Two-Photon Excitation Sets Limit to Entangled Photon Pair Generation from Quantum Emitters

Entangled photon pairs are key to many novel applications in quantum technologies. Semiconductor quantum dots can be used as sources of on-demand, highly entangled photons. The fidelity to a fixed maximally entangled state is limited by the excitonic fine-structure splitting. This work demonstrates that, even if this splitting is absent, the degree of entanglement cannot reach unity when the excitation pulse in a two-photon resonance scheme has a finite duration. The degradation of the entanglement has its origin in a dynamically induced splitting of the exciton states caused by the laser pulse itself. Hence, in the setting explored here, the excitation process limits the achievable concurrence for entangled photons generated in an optically excited four-level quantum emitter.

Figure 1

A Gaussian pulse (left) with finite full width at half maximum (FWHM) excites a quantum dot.
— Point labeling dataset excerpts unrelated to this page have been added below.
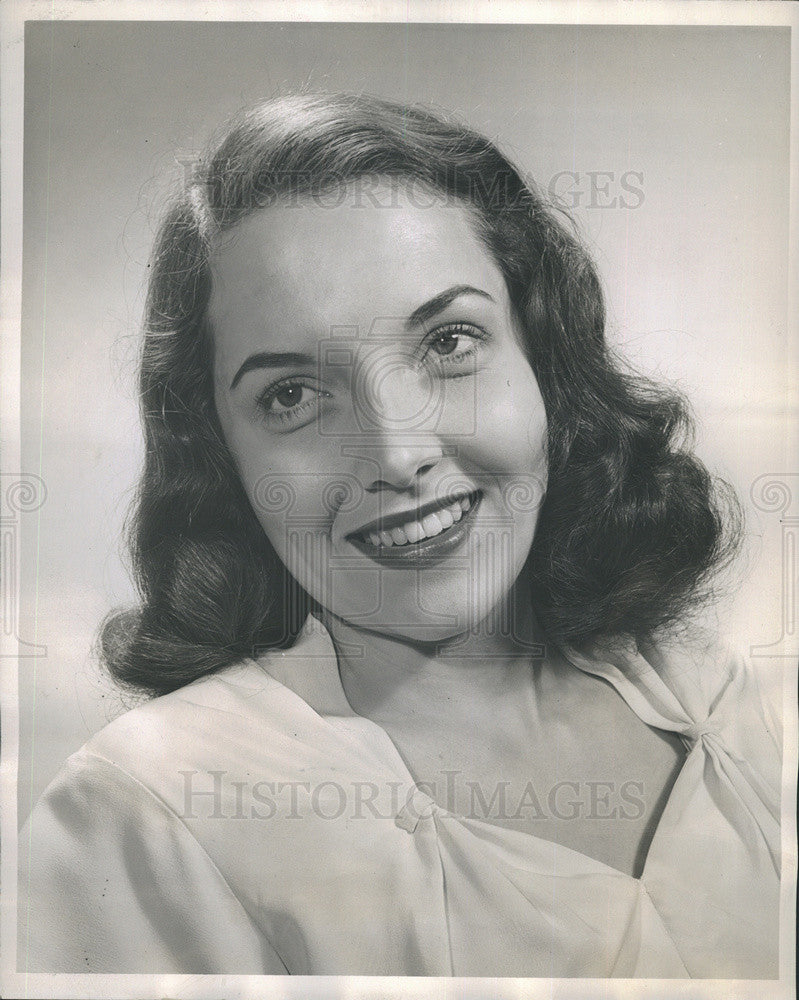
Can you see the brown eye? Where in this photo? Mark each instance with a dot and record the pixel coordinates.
(446, 342)
(289, 395)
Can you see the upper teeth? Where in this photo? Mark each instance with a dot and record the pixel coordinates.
(428, 527)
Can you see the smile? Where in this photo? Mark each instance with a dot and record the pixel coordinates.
(435, 532)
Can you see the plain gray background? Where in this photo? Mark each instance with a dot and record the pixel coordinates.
(696, 268)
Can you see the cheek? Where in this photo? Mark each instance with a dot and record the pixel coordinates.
(512, 424)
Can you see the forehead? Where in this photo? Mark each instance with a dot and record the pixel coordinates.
(296, 270)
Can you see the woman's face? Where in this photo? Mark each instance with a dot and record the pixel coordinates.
(374, 394)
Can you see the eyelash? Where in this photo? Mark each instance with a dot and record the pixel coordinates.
(290, 416)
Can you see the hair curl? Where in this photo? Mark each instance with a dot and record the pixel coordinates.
(632, 523)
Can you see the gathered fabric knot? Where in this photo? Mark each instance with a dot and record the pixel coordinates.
(418, 806)
(698, 730)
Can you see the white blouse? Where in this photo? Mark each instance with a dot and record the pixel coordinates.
(251, 823)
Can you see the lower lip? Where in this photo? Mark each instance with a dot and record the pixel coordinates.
(418, 555)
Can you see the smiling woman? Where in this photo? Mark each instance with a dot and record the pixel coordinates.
(414, 552)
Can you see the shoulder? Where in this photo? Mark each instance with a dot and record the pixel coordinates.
(236, 722)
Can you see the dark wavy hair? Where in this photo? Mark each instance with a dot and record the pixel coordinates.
(632, 523)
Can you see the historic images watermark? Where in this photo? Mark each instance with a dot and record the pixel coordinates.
(569, 189)
(216, 794)
(21, 494)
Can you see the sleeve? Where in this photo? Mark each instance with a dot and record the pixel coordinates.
(111, 881)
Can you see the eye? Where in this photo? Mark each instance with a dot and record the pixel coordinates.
(455, 343)
(290, 401)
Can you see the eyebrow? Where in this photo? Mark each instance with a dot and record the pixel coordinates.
(433, 306)
(420, 316)
(268, 359)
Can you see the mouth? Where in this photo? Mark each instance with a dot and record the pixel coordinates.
(425, 535)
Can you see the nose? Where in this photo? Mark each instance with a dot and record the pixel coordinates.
(399, 418)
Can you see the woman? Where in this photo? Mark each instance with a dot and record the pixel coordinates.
(414, 556)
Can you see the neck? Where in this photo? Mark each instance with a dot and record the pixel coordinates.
(392, 677)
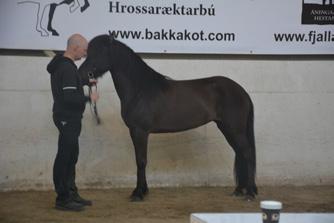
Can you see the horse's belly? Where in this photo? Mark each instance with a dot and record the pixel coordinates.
(181, 118)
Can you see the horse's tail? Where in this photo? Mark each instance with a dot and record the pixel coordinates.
(251, 139)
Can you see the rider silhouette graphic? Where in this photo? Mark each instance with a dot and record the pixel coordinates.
(50, 6)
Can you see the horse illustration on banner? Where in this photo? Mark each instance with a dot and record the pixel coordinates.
(49, 7)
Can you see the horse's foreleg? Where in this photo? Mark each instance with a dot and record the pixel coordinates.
(139, 139)
(85, 6)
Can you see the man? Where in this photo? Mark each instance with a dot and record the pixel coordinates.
(68, 107)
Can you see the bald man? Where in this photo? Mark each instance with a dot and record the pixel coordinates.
(68, 107)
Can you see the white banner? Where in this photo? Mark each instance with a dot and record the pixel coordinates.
(166, 26)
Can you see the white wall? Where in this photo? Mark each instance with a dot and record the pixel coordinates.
(294, 107)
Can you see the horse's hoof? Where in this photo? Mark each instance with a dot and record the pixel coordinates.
(136, 198)
(238, 193)
(249, 198)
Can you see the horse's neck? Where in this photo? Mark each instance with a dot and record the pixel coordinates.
(125, 88)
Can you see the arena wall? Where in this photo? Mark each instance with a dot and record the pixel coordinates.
(294, 126)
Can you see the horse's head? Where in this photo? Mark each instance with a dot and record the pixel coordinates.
(98, 60)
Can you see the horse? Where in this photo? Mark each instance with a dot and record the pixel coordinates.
(51, 5)
(153, 103)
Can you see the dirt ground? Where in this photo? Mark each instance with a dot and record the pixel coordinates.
(162, 205)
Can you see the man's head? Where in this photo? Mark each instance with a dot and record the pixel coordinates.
(76, 47)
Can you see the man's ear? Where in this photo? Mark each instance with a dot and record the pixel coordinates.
(111, 36)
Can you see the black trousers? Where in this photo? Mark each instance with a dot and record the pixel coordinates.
(67, 157)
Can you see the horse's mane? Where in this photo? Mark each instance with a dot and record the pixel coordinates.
(138, 71)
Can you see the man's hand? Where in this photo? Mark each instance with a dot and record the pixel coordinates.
(92, 81)
(94, 96)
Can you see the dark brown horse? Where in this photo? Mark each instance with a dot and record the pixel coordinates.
(152, 103)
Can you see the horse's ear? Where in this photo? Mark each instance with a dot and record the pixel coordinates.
(111, 36)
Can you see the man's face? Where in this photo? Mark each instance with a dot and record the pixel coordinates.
(81, 51)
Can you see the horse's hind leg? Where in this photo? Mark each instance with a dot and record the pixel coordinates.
(139, 139)
(244, 167)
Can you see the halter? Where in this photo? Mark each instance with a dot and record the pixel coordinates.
(93, 107)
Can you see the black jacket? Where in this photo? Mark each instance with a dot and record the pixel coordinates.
(67, 89)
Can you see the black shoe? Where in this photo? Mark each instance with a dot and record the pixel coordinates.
(78, 199)
(69, 206)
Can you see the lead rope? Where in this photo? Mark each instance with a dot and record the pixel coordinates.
(93, 107)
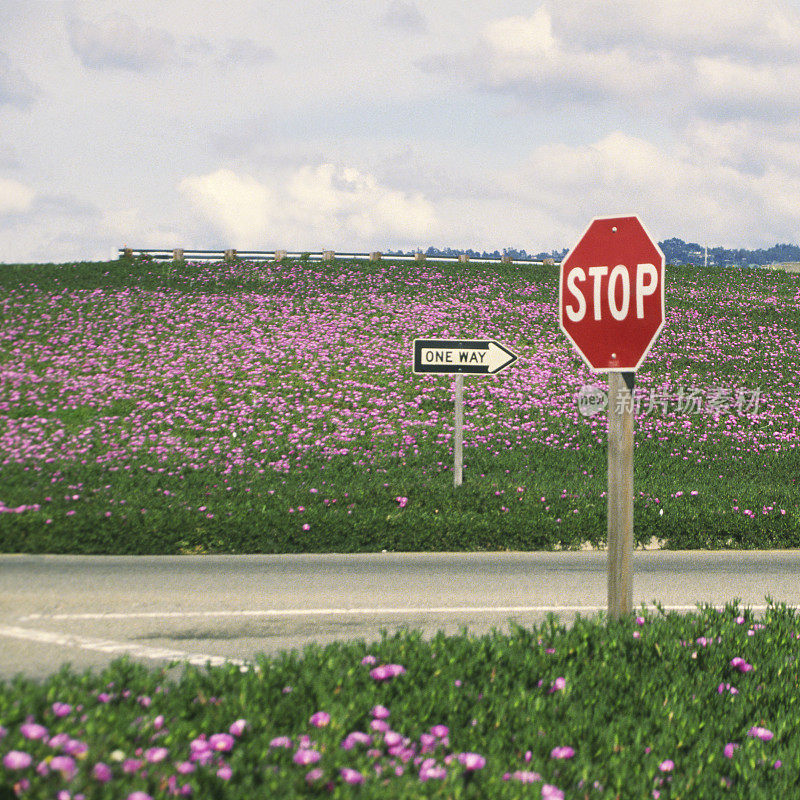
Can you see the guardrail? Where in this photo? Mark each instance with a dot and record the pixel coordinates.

In the two-photon resonant excitation scheme, the central frequency of the laser pulse matches half of the ground state-to-biexciton transition energy. The excited quantum dot decays radiatively, following the diamond-shaped cascade. Ideally, either a pair of horizontally ($H$) or vertically ($V$) polarized photons is emitted (center), resulting in a maximally entangled state $|{\mathrm{\Phi }}_{+}⟩$ described by the ideal two-photon density matrix ${\rho }^{2p}$ (right).

Figure 2

Concurrence in dependence of the pulse duration, characterized by its FWHM, for two laser polarizations [horizontal ($H$) filled symbols and diagonal ($D$) open symbols] and three fine-structure splittings $\delta =0$ (blue circles), $1.5\mu \mathrm{eV}$ (green diamonds), and $3\mu \mathrm{eV}$ (red squares). The symbols represent numerical results and lines are the analytic expression Eq. (8) ($H$ polarization: solid line; $D$ polarization: dashed line). For $\delta =0$, the results for $H$ and $D$ polarization are exactly the same. Data points at ${\mathrm{\Delta }}_{\text{FWHM}}=0$ (pentagons) represent calculations with an initially prepared biexciton without optical excitation.

Figure 3

Top: sketches of the four-level system with the laser-induced effects for (a) horizontal polarization and (b) diagonal polarization. Black lines are the unperturbed quantum dot states. Optical transitions are indicated by dashed arrows. The laser effect for horizontally polarized excitation can be interpreted as an ac Stark shift yielding an energetic splitting $E_S$. For a diagonal polarization, the laser-induced interaction can be interpreted as a coupling between the excitons with coupling strength ${\mathcal{V}}_S$. Bottom: examples of resulting density matrices for the two polarizations.